News of the Apple backdating scandal didn’t find its way into the public consciousness until late 2006. The company was the most prominent of several to have engaged in similar behavior, including Broadcom, Novell, McAfee and CNET. Because of how widespread the behavior was, it never presented a realistic possibility that Jobs would lose his, err, job as part of the scandal.
However, it was certainly enough to cause a bit of concern at Apple, considering the crucial role Jobs had played in turning the company around since his return a decade earlier. The scandal also challenged people’s perception of Apple as “the good guys” and Jobs’ as a CEO who wasn’t money-hungry.
(Over the next year, this perception that Apple was no longer a scrappy underdog fighting the establishment would again be challenged when Apple sought legal action against bloggers for reporting on the company’s trade secrets.)

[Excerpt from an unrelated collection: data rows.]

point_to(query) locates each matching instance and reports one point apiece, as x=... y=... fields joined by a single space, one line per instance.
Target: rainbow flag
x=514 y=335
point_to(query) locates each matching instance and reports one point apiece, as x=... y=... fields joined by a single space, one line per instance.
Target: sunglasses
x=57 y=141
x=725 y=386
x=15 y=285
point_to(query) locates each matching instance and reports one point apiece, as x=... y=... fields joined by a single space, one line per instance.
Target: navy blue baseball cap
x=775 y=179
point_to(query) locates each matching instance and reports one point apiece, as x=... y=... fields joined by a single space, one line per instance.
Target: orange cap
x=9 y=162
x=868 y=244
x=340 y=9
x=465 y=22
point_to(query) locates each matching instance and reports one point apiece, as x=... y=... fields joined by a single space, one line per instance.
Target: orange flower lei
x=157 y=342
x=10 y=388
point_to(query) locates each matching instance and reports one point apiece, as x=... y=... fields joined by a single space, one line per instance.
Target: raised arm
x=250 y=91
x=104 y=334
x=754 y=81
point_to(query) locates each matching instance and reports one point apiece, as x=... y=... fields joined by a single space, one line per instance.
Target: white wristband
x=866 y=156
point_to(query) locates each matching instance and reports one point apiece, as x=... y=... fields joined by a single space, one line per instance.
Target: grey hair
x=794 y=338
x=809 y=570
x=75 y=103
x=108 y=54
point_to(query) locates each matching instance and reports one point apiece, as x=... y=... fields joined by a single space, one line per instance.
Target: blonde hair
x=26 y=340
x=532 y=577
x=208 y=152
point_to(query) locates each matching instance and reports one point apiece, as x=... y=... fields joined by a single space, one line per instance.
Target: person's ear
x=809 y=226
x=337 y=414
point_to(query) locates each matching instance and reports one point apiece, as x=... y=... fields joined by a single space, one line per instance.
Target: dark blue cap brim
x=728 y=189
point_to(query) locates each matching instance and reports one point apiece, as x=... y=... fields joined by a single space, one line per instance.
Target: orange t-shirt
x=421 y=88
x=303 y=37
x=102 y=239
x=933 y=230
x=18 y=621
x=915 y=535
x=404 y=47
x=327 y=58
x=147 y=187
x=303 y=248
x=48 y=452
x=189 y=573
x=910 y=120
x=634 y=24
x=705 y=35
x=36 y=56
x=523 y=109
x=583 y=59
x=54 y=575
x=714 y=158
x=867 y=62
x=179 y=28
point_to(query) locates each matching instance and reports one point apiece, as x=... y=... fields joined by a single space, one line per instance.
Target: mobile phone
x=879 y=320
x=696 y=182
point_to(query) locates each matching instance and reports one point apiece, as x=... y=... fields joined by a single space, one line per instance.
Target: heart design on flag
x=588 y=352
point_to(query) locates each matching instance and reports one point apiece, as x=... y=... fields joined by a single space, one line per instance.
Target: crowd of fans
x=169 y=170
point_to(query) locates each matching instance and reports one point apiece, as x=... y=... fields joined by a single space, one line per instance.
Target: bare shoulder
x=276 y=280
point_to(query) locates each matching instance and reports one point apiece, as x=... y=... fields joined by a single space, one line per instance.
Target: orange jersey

In the end, the SEC announced in April 2007 that it would not pursue a case against Apple — in part because the company had set up an internal investigation into the stock scandal so rapidly. However, Apple’s former CFO Fred Anderson, who was on Apple’s board, and general counsel Nancy Heinen, did have complaints made against them. Ultimately, Anderson resigned and Heinen paid a $2.2 million fine without admitting liability.
Apple also paid $14 million in damages.
Apple stock fell 9 percent based on the initial news about the scandal, although it didn’t take long for things to rebound. The reason? A shiny new product Jobs would show off for the first time less than two weeks later, in January 2007. As CNN Money wrote in its December 28 story, “Apple: Is Jobs’ job on the line?”:
“[P]erhaps the biggest catalyst for Apple’s stock could be the release of a cell phone, which has been widely anticipated for months. Some have speculated that Apple could unveil its phone at the Macworld Expo, an event held every January that Apple has often used to showcase new products. Macworld will run from January 8 through January 12 in San Francisco.”
If people were looking for something to turn around Apple stock, the debut of the iPhone was certainly it — to a larger degree than virtually anyone imagined.